I'm in the middle of these things, of unearthing these reminders of myself. The places I've been, the people who mattered to me then and now, old letters, old photographs, the treasures and the junk. Of sorting through what to take with me and what to throw out, what stays in the archive and what will be lost or what has already been lost.
Right now I'm listening to Kasey Chambers. I think Jillian was the one who got me into her. It was over a trip to Lancaster County visiting her family. I found those pictures too. "If I'm not here in the morning...I'll learn to live in a new town, but my heart is staying here..." a random lyric. This morning one of my former students emailed me---she was only in my class for a few weeks before getting sick and having to head back home--she's reading the class books and writing. I found Maj's letter, the one that says: "I don't know much about the big city. I decided long ago that I would stay in one place and make a garden, nothing big, no ambitions for expansion. I would come to know that ground as intimately as I could, never think of it as mine and serve the work." I think of all the moving and cultivating. All the gardens we tend and then pass on to the next gardeners. I like the idea of working and leaving. John is leaving me one of his plants that won't make the move with him. My new place has places to hang hanging plants outside my door. I'm really excited about that. The more I think about it, the more I like adjuncting and bartending. It's really good for now and maybe it will be enough for a while. All I can do is what I can do. We all can.
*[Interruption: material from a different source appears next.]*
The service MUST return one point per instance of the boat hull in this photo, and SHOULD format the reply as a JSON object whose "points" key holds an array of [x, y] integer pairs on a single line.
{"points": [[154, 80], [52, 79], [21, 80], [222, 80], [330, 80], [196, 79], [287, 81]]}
Last night Jonathan said something that made me think: humans are not meant for the state of the world as it is---how life is full of frenzy that it hasn't been before---with all the work and technology. The emphasis on the now. He's been spending a lot of time in the office and wondering the worth of that kind of life, of 12 hour work days. I don't know. Maybe it's always been this way, maybe all "modern" societies seem too modern and we all think of the past as utopia. I think back to Maj, that simple philosophy of not being overly ambitious, of tending a small plot and planting roots that are strong enough for others to carry the seeds of your labor and replant them in their far away soil. Maj closed his letter saying Shine Shine Carly. The afternoon light comes quietly through my blinds. It is glorious.